Love for my greyhounds, or any greyhound come to think of it, does not exclude the other end of the spectrum - annoyance, agitation, or down right anger when my dogs exhibit insufficient cooperation.  We wrestle with the angst of our feelings when our sweet dogs show tendencies we do not like.  Love reveals itself as not a constant, but rather a sliding scale of ups and downs, and sometimes, our dogs, just like children, test its veracity.

Resting in the Keys
The love I feel for my dogs is full blown.  I adore them.  However, when my  boy, Kiowa, jumped on my expensive leather couch and nested using his sharp nails on the soft and supple leather, I have to say my love wavered.  Or when my girl, Emma, peed on the rug for the fifth time after she came to live with us,  I confess sending her back might have been on the table (only kidding, not really).  I expose this mixture of feelings due to the roller coaster effect that our unstable emotions play in all of our relationships.

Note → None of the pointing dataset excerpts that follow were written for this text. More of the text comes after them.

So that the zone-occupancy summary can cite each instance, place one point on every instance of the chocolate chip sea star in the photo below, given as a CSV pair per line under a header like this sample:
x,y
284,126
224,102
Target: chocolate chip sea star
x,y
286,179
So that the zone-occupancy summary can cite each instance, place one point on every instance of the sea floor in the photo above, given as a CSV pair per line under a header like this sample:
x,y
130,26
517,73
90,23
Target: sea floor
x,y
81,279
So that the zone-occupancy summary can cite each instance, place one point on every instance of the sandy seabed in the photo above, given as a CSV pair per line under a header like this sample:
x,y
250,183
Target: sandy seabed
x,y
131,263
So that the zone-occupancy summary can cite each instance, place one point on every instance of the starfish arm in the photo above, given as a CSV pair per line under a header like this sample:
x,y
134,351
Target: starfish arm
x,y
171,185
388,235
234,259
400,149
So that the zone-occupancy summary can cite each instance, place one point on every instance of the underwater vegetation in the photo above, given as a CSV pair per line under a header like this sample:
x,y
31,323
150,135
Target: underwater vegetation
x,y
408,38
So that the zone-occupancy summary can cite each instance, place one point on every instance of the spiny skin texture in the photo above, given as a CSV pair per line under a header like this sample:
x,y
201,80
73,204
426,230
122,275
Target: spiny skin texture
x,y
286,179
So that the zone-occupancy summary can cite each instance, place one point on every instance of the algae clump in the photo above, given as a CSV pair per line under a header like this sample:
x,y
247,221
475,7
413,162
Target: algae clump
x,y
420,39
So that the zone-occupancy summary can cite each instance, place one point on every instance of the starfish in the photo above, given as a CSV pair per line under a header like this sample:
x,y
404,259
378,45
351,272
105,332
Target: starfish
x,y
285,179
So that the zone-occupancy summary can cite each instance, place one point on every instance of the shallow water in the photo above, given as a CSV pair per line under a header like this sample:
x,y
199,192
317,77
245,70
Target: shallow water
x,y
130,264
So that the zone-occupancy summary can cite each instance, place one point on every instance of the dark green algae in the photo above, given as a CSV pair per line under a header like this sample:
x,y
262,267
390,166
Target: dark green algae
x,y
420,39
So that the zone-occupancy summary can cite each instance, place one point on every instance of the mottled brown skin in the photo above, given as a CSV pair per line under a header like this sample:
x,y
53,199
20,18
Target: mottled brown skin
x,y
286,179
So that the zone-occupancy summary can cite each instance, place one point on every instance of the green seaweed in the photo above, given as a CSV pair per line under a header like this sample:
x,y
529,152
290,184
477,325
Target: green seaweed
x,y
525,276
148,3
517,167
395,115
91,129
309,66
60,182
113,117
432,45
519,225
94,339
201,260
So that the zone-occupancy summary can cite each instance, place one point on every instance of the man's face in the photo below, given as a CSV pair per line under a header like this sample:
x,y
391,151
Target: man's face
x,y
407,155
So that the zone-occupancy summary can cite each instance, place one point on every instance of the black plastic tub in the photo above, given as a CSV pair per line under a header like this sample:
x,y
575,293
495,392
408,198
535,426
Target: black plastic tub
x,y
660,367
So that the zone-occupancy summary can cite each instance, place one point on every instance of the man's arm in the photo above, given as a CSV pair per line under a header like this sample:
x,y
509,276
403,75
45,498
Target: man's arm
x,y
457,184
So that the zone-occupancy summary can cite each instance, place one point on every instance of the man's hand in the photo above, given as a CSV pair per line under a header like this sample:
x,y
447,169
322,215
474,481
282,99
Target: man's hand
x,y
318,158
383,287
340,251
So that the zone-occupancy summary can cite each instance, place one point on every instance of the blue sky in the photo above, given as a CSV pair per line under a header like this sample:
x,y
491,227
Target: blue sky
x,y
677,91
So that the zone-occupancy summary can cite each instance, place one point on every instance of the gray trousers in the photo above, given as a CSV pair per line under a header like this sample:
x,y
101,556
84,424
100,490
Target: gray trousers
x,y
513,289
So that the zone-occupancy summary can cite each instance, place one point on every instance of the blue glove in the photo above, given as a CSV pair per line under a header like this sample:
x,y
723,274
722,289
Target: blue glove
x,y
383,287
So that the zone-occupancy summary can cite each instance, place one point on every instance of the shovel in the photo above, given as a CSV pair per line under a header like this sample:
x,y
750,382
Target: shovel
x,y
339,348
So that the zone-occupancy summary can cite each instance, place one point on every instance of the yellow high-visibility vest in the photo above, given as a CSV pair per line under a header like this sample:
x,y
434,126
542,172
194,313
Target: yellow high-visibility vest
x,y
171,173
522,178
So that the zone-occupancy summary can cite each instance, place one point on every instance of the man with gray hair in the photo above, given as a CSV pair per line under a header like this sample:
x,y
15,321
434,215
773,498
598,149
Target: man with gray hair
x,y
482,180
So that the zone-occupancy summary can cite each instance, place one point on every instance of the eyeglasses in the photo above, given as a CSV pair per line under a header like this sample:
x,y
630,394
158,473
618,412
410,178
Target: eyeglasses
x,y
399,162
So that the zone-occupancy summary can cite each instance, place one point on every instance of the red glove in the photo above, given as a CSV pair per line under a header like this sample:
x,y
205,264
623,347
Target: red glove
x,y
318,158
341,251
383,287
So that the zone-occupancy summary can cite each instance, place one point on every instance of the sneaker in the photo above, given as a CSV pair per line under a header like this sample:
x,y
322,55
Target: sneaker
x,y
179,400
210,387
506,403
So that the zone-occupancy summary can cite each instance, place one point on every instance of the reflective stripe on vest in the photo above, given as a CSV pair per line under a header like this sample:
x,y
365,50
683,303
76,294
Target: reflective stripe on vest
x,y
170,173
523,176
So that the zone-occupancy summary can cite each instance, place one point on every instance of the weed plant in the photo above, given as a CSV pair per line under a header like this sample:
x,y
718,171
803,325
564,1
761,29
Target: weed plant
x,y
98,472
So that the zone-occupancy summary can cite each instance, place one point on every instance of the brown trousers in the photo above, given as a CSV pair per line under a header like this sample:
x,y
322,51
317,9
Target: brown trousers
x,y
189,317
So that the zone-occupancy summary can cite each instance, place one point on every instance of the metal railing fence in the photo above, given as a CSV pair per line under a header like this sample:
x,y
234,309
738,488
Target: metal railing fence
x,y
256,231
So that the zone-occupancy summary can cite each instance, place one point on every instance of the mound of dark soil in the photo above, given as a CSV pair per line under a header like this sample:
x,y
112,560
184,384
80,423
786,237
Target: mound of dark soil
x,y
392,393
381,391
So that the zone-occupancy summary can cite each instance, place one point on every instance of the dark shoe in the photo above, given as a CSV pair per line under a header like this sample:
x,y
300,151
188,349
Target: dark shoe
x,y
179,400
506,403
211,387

What are we doing?  I'm ready!
Through the years, my dogs have tested the waters to see just how far I would let them swim.  After adopting our first greyhound, Cayman, and having no experience with dogs since childhood, I didn't realize that crating was the best way to approach confining a newly adopted dog. I showed my inexperience by allowing her unrestricted space.  She must have peed umpteen times on one certain area of the rug.  I remember sitting on the floor next to her, crying, and explaining that this was inappropriate behavior.  “I don’t pee inside when I want to annoy you, do I?”  RIGHT!  We bought a crate soon after, and she was fine.  However, when my husband one day, approached his tomato garden and found a rump, two rear legs, and a tail projecting out of the soft, brown earth, he questioned his loving feelings. 

Where are we going today?
The importance of experiencing our dogs as fallible creatures teaches us that it is OK to be annoyed with them.  The real dog falls short of the perfection molded into a statue or painting of a greyhound.  Our dogs make bad decisions just as people do.  The job of showing them how to behave falls to us.  We cannot blame them for our lack of guidance.

In Key West
If a dog exposes behaviors that you feel he should have already mastered, your job escalates to one of detective.  What appears as an act of defiance (I don’t know if a dog can feel defiant), could be triggered by a health issue.  A vet visit, then, tops the list as an instrument of your love.  Our dogs want to please us.  They show us through their behavior the depth and scope of their love.  If that behavior resists the norm, then we must detect the reason for it. 

To new adopters, if your dog has issues, guide him in simple ways to the preferred behavior.  Ask for help from your adoption group if you’re stumped.  They want to support you in any way they can.  And most of all, never give up on your greyhound.  Most greyhounds have fixable issues, and some have none at all.  Be guided by the people who know greyhounds. 


What?
View your emotions as a timeline.  We move forward in the love for     our dogs, then something occurs, and we move back a bit (not much).   As time goes by, our love continues in forward movement with small backward slides along the way.  These small annoyances just balance things out.  I love my greyhounds, and their flaws just make life interesting.